Dumortierite Value, Price, and Jewelry Information

DUMORTIERITE: Nevada (~2 inches across); Ogilby, California (~1 inch across). Photo © Joel E. Arem, PhD, FGA. Used with permission.

Dumortierite

Dumortierite is a beautiful and very hard material, eminently suitable for jewelry. The cabochon material is the only generally known form, since faceted stones are so rare. Fibrous inclusions have been noted in the transparent Brazilian stones.

Dumortierite Information

Data Value
Name Dumortierite
Varieties Holtite
Alternate Common Names Holtite
Colors Blue, violet, brown, pinkish, blue-green, greenish.
Hardness 8 - 8.5; massive varieties 7.
Fracture Splintery or uneven
Cleavage Good 1 direction, not observed in massive material
Stone Sizes Massive blue and violet material occurs in pieces weighing several pounds. Only a small amount of facetable material has ever been discovered (Brazil, Sri Lanka), and these gems tend to be very small (under 1-2 carats). Only a few faceted dumortierites exist. Arizona dumortierite is actually a quartz-impregnated variety.
Formula Ab7O3(BO3)(SiO4)3.
Crystallography Orthorhombic. Crystals prismatic and very rare; usually massive, fibrous, granular.
Refractive Index 1.668-1.723
Birefringence 0.15-0.37
Luminescence Blue (France) in SW; also blue-white to violet (California) in SW.
Luminescence Present Yes
Luminescence Type Fluorescent, UV-Short
Absorption Spectrum Not diagnostic.
Pleochroism Black/brown/red-brown; also: blue-black/blue/colorless.
Optics a = 1.686; β = 1.722; γ = 1.723. (Brazilian material: a = 1.668-1.673; β = 1.682-1.684; γ = 1.685-1.688). Uniaxial (-), 2V= 13-56°.
Optic Sign Uniaxial -
Luster Vitreous to dull.
Specific Gravity 3.26-3.41
Transparency Transparent to opaque.

See also: Holtite.

Opticsa = 1.686; β = 1.722;γ = 1.723.

Brazil:  a = 1.668-1.673; β= 1.682-1.684; γ= 1.685-1.688. SG = 3.31-3.35.

Uniaxial (-), 2V= 13-56°.

Occurrence: In aluminous metamorphic rocks; in pegmatites.

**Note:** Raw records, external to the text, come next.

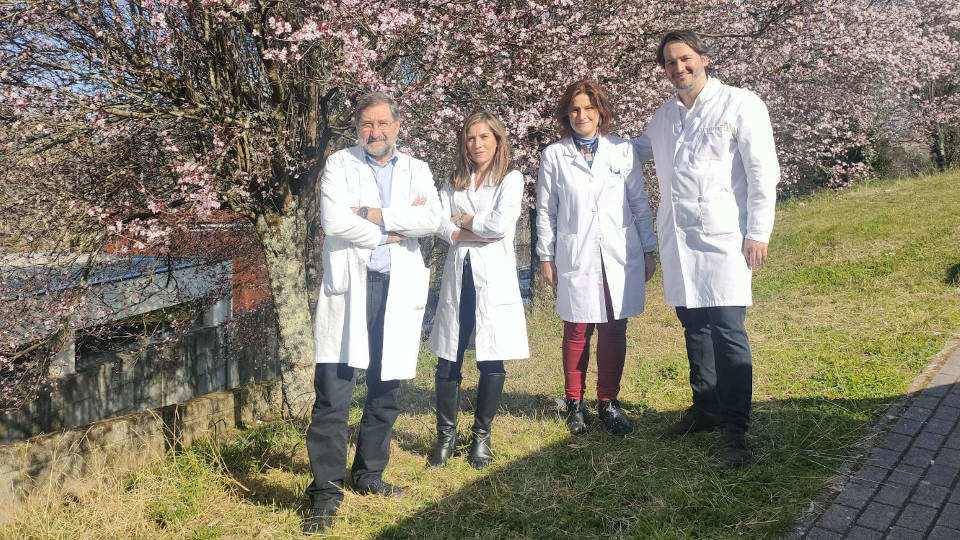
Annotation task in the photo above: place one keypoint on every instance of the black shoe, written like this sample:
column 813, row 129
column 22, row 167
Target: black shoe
column 733, row 445
column 613, row 418
column 489, row 390
column 448, row 404
column 576, row 421
column 693, row 420
column 321, row 516
column 378, row 487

Pershing County, Nevada: violet gem material. Arizona.

France; Madagascar; Brazil (Minas Gerais): facetable bluish-green material.

Sri Lanka: transparent, reddish-brown stones.

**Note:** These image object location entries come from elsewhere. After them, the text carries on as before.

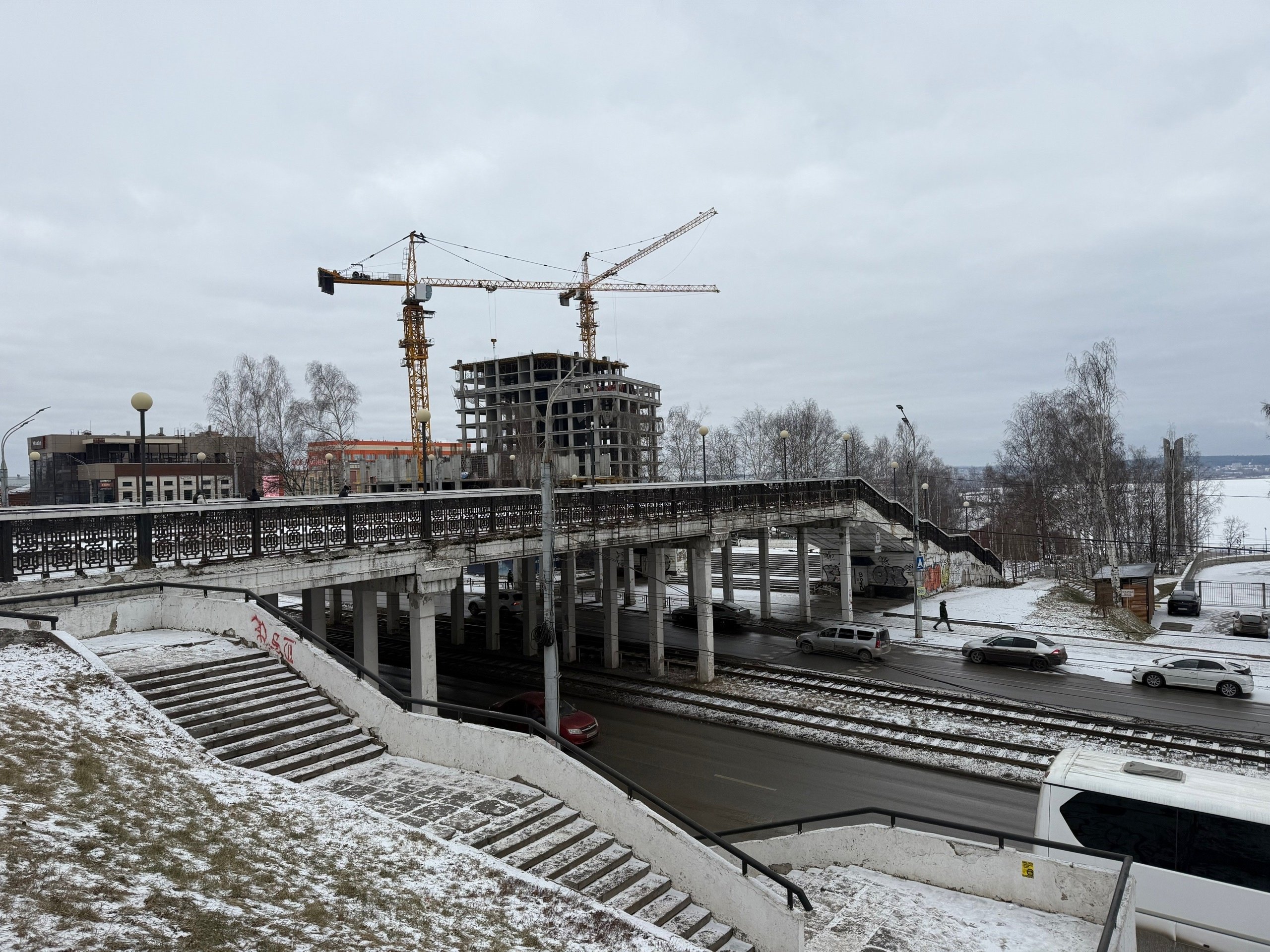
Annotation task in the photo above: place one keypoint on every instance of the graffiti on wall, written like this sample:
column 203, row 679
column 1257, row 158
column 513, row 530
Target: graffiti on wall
column 281, row 645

Comments: Dumortierite is a beautiful and very hard material, eminently suitable for jewelry. The cabochon material is the only generally known form, since faceted stones are so rare. Fibrous inclusions have been noted in the transparent Brazilian stones.

Name: After M. Eugene Dumortier, a paleontologist.